January 21 - The first in a series of exceptional loads has been delivered to the ITER project site in Saint Paul-lez-Durance, France.
The cargo - an 87-tonne transformer, measuring 20 m long, 3.35 m wide and 5 m high - was shipped onboard a CMA CGM containership from Hyundai Heavy Industries' (HHI) plant in Ulsan, Korea to Marseilles' industrial harbour, Fos-sur-Mer, where the component was placed in temporary storage.
The transformer was then barged across the inland sea, Etang de Berre, before being transported 104 km along the specially adapted ITER route to the jobsite.

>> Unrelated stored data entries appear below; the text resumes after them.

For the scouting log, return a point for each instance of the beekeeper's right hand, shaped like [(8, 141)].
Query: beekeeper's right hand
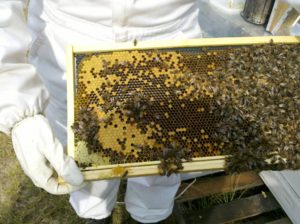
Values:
[(23, 97), (40, 153)]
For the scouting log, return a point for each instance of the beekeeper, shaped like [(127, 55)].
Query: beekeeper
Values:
[(33, 91)]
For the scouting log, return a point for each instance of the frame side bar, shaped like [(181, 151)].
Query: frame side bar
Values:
[(70, 100)]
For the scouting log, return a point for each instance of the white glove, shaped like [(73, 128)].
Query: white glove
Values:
[(39, 152)]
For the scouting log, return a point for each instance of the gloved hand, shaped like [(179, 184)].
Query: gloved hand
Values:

Since September 2014, ITER has received a number of smaller components destined for the electrical network, but the transformer delivery was the first to fall under the category of 'exceptional load', which requires the equipment to be transported by night on the ITER route.

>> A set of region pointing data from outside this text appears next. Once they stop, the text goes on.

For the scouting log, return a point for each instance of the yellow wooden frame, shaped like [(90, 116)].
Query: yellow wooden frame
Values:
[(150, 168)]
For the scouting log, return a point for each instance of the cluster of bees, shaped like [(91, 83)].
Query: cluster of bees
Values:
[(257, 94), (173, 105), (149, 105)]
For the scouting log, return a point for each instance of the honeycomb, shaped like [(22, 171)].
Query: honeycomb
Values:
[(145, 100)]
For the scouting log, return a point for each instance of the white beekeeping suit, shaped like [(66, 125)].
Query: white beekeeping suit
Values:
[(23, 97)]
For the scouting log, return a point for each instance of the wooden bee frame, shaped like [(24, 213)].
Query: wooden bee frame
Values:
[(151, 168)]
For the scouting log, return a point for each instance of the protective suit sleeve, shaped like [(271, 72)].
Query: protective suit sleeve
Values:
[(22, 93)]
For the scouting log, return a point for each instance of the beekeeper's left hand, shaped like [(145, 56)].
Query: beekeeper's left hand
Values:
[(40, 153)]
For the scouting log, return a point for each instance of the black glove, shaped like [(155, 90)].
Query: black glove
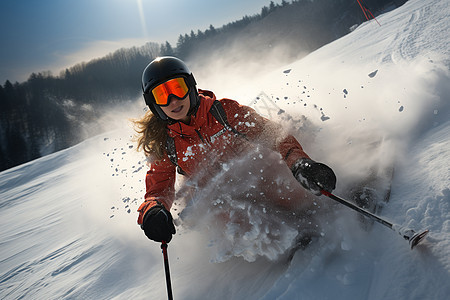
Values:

The international transportation was organised by logistics service provider, Daher, in close collaboration with the ITER organisation; while the last leg of the journey, from Fos-sur-Mer to the ITER site, was organised by Daher, Agence Iter France and the French authorities, and financed by the European Domestic Agency for ITER.
Procured by the US Domestic Agency for ITER, the transformer is part of the USA's 75 percent contribution to the electrical network. Three other identical components will be delivered to the site in the next few months.
"Today's operation will need to be replicated some 250 times before we can complete the assembly of the ITER Tokamak," stated director general of the ITER organization, Osamu Motojima. "And some of the components will be much larger, heavier and more difficult to handle than the one that was delivered today."